Airbus May Get Emirates' Order for 100 A350s
By Massoud A. Derhally, Shanghai Daily | Apr. 12, 2007
The chances of Airbus in securing a 100-plane order for its A350 XWB from Emirates have improved since the plane maker came up with a wider body and new wing for the airliner, the carrier's president said.
"There was a canyon between the Boeing's 787 and the A350," Tim Clark said in an interview on April 10 after returning from Airbus's base in Toulouse, France, where he inspected the A350. "Now that gap has closed. Airbus listened.
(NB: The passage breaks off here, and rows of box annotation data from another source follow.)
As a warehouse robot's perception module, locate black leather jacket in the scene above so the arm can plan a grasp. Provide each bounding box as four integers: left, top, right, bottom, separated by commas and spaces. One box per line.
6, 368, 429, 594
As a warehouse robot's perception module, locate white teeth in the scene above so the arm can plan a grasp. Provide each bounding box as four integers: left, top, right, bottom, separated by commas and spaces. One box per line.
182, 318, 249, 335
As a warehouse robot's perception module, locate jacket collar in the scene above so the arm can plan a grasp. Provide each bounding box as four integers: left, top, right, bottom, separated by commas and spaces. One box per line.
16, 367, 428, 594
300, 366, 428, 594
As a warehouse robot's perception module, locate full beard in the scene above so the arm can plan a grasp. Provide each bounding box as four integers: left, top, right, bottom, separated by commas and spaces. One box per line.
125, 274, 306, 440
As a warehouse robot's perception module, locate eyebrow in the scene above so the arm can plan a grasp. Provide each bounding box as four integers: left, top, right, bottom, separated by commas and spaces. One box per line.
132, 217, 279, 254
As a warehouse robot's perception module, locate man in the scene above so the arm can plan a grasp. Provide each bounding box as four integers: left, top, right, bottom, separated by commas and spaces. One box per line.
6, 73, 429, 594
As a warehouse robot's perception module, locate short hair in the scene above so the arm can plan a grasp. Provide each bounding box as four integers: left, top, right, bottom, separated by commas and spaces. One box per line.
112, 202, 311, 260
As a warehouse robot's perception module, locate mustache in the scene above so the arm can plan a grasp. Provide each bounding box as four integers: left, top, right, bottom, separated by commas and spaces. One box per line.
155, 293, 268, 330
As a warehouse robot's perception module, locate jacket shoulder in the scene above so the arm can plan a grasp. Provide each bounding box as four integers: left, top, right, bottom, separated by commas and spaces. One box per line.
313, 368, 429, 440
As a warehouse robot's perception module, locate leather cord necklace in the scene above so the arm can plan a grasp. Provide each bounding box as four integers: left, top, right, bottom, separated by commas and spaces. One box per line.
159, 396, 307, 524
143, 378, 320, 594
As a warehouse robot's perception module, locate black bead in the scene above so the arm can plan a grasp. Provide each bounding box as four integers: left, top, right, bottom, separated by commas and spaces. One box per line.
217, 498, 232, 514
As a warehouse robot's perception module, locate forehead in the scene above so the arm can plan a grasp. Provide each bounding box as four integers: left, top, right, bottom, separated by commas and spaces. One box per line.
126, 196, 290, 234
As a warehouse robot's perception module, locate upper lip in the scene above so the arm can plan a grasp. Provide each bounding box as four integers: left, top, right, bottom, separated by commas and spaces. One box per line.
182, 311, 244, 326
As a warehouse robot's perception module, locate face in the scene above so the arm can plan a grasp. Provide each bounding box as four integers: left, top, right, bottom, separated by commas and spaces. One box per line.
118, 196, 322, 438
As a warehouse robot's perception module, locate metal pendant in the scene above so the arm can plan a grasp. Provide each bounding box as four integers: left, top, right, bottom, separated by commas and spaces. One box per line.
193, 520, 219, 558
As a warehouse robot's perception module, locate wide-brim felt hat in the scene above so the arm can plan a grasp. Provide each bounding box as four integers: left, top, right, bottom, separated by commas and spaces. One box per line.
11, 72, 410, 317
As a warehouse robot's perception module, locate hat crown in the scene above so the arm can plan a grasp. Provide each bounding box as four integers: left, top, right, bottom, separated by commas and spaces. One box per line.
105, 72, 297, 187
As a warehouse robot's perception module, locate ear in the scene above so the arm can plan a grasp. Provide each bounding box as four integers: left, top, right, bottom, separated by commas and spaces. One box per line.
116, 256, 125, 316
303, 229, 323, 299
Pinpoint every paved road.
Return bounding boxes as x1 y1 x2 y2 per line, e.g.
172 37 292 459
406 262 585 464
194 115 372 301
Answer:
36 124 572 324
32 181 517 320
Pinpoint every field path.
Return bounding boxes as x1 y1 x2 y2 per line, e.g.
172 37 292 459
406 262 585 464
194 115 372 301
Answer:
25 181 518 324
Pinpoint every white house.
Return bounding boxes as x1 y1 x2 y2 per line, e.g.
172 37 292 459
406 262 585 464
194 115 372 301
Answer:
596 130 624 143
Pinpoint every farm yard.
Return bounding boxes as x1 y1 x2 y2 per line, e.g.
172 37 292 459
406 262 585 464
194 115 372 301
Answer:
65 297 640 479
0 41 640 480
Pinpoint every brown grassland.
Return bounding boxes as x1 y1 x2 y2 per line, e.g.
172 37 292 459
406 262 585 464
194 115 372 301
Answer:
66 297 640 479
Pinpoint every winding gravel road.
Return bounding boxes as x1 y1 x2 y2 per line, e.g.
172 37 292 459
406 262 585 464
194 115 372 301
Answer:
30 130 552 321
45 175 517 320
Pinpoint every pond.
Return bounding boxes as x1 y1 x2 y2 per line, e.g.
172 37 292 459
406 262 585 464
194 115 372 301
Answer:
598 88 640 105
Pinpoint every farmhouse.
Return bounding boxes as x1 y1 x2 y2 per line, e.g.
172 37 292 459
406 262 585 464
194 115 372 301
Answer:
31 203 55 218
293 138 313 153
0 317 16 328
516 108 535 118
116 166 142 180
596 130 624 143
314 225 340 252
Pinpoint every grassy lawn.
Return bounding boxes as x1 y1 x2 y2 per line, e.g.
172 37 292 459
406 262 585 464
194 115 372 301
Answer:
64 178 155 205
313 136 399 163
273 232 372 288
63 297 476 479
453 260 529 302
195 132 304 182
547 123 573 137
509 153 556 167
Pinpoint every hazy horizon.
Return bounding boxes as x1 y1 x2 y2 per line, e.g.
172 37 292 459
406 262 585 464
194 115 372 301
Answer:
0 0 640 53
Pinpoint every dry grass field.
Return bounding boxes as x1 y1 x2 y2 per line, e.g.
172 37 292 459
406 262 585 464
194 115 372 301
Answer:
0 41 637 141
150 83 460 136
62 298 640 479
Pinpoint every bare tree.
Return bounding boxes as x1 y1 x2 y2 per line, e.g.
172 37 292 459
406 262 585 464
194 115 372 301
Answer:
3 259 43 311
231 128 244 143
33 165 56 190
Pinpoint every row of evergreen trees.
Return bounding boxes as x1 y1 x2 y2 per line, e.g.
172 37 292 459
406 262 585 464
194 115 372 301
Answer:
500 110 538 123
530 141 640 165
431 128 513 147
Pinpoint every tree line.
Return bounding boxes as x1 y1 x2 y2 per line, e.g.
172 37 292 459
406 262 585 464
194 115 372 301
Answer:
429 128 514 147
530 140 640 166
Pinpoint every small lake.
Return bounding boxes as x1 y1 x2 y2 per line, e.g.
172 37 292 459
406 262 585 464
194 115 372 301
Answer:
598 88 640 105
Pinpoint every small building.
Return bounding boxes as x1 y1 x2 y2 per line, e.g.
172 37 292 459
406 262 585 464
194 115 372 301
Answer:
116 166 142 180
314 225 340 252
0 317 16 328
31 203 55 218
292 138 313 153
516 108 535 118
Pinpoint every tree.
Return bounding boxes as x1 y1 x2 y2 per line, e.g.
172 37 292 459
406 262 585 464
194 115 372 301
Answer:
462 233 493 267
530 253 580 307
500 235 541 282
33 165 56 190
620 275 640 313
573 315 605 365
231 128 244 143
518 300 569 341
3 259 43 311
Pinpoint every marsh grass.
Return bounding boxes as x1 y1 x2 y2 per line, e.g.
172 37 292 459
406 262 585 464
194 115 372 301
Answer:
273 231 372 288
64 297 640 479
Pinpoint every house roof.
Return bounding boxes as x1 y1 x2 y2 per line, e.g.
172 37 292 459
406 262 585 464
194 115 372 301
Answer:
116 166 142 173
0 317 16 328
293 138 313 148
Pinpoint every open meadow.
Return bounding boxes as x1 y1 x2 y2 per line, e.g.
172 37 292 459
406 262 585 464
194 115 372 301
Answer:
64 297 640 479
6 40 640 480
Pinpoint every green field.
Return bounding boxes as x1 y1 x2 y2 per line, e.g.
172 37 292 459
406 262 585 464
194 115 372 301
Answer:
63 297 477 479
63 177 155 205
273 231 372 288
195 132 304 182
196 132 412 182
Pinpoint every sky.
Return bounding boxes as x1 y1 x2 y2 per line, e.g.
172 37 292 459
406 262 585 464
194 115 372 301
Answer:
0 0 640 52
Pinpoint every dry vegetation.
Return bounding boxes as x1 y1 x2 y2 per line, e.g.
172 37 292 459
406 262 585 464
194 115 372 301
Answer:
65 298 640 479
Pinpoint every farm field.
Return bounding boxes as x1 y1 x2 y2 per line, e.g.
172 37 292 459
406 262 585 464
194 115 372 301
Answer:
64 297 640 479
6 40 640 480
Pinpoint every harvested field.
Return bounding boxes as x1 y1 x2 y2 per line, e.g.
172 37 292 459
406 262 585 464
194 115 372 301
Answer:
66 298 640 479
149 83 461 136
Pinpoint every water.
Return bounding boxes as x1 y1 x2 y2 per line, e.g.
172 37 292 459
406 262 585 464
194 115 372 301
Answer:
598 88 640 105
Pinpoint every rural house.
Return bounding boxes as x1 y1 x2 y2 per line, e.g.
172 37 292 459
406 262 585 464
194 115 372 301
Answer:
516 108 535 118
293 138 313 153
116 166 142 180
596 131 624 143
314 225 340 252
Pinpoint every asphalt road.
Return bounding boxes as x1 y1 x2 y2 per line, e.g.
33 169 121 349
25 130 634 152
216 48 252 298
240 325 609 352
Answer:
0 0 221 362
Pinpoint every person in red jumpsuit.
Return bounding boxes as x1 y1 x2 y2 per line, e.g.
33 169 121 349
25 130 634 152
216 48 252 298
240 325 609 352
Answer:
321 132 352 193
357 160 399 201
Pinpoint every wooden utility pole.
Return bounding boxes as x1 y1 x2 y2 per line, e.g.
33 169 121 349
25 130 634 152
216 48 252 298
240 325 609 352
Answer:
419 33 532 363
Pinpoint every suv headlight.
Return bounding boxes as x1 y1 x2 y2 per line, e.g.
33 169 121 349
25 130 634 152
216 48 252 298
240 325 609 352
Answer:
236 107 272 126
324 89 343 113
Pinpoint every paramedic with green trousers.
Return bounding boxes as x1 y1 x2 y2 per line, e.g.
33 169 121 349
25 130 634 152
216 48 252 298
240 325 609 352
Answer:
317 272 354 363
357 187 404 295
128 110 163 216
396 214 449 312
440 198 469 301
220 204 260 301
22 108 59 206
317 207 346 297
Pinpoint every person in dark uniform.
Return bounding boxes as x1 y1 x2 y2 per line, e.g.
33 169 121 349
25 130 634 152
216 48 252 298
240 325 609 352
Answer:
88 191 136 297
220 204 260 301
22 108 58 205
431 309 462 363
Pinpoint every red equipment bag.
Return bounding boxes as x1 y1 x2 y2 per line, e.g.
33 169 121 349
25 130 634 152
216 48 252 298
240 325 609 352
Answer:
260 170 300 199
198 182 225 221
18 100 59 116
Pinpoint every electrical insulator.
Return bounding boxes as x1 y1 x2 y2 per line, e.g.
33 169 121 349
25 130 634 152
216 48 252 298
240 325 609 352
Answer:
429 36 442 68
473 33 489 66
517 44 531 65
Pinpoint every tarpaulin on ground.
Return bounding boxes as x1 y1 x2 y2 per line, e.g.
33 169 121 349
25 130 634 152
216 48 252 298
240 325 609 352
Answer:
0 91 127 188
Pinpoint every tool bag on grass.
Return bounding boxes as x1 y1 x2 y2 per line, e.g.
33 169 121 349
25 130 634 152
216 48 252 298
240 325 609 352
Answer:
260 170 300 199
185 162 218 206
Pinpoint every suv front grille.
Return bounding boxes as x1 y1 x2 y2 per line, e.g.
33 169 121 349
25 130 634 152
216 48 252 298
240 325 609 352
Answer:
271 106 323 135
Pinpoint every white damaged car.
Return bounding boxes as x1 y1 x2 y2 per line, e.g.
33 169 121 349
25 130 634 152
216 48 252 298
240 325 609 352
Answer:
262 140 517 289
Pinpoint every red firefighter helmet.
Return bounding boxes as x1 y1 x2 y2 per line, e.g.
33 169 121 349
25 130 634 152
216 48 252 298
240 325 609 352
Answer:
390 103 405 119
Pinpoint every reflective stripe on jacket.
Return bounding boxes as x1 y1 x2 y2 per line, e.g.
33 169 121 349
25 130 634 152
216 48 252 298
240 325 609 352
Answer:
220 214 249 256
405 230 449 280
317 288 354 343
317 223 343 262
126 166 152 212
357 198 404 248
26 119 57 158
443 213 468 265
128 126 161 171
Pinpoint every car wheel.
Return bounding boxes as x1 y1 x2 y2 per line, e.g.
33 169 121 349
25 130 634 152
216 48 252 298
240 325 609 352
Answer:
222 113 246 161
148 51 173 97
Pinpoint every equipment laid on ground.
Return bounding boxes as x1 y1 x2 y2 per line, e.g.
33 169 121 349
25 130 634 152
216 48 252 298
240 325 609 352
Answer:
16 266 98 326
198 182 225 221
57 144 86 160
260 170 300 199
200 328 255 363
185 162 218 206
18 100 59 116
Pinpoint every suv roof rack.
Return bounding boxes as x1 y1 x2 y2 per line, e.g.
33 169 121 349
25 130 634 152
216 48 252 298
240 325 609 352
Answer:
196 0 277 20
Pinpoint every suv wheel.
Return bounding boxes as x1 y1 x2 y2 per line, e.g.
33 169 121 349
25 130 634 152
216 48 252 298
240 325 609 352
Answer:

They knew that the 787 was making great inroads because the 787 is a great machine."
Airbus, the world's biggest maker of commercial aircraft, won clearance from parent company European Aeronautic Defence & Space in December to develop a wider version of the 250-to-350-seat A350, after airlines snubbed the original design as too derivative of Airbus's current A330 model. The redesign is the plane maker's sixth attempt to offer a rival to the 787, Bloomberg News said.
"This will definitely put price pressure on Boeing, but it's nothing they weren't expecting," said Richard Pinkham, a Singapore-based consultant with the Centre for Asia Pacific Aviation, in an interview on April 11. "They had a nice run where they were the only game in town, but they knew it wouldn't last."
Boeing, which has begun major assembly of the 787, called the Dreamliner, is on schedule to deliver the first one in May 2008 and is working with suppliers on how to build more to meet demand. The plane is sold out until the "back end" of 2013, program manager Michael Bair said in March.
Boeing is counting on the 787 to win back dominance of the US$60 billion jetliner market from Airbus.